The Boston lockdown and the Bill of Rights
The “exigent circumstances” exception more and more resembles the “state of exception” doctrine propounded by Nazi jurist Carl Schmitt, pursuant to which a “national emergency” may override all existing democratic legal protections.
With the implementation of a state of military siege against the population of Boston last week, the American ruling class has crossed a historical, legal and political Rubicon. The die is cast and the sun is setting on the democratic forms of rule that have existed in the United States for the past two centuries.
What history will remember as most significant about the events in Boston will not be the bombing near the marathon’s finish line or the perpetrators or their motives. What will be remembered instead will be the unprecedented military lockdown of an entire major American city, with military vehicles in the streets and heavily armed soldiers going house to house—tromping through living rooms, bedrooms and kitchens, staring down their assault rifles at terrified, barefoot families in their pajamas.

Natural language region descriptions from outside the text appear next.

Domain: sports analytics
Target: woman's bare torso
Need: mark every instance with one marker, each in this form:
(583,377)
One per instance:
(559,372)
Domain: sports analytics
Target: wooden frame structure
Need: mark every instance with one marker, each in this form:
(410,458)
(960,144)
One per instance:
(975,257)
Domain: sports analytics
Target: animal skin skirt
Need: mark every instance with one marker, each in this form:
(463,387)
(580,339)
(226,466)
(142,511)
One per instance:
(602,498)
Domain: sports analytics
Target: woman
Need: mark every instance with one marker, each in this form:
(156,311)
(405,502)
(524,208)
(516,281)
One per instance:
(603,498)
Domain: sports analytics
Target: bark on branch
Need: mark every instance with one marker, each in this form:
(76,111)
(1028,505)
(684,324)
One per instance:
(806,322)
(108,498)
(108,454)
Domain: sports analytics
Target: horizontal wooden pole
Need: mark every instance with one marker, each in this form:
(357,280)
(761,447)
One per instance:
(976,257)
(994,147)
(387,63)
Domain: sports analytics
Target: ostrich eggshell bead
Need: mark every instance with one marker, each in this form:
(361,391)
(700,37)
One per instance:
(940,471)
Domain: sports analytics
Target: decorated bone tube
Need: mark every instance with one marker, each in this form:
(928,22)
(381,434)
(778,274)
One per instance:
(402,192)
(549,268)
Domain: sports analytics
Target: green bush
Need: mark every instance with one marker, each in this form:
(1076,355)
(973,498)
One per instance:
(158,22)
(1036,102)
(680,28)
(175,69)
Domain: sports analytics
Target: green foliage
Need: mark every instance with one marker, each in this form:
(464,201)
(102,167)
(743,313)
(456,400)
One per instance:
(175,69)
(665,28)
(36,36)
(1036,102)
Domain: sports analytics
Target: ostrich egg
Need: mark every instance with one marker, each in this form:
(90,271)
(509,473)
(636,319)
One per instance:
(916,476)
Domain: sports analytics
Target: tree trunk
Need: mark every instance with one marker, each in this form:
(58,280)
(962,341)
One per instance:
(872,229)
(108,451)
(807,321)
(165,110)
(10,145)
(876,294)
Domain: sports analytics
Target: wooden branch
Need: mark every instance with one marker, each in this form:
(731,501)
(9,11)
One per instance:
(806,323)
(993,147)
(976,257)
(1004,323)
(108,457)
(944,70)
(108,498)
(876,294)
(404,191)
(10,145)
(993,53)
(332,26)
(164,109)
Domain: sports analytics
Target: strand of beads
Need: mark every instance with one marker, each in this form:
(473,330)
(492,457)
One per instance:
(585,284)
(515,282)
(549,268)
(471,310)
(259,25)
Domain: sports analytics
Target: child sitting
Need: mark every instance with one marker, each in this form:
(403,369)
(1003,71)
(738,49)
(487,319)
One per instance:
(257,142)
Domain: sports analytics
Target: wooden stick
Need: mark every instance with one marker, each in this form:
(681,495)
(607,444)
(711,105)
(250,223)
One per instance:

The Bill of Rights, ratified in 1791 in the wake of the American Revolution, has provided the basic framework for bourgeois democracy as it has developed in the United States over the past 200 years. A simple comparison of the words of the Bill of Rights with the recent events in Boston—the cradle of the American Revolution—underscores the advanced stage of the historical process that is shattering centuries-old democratic forms of rule.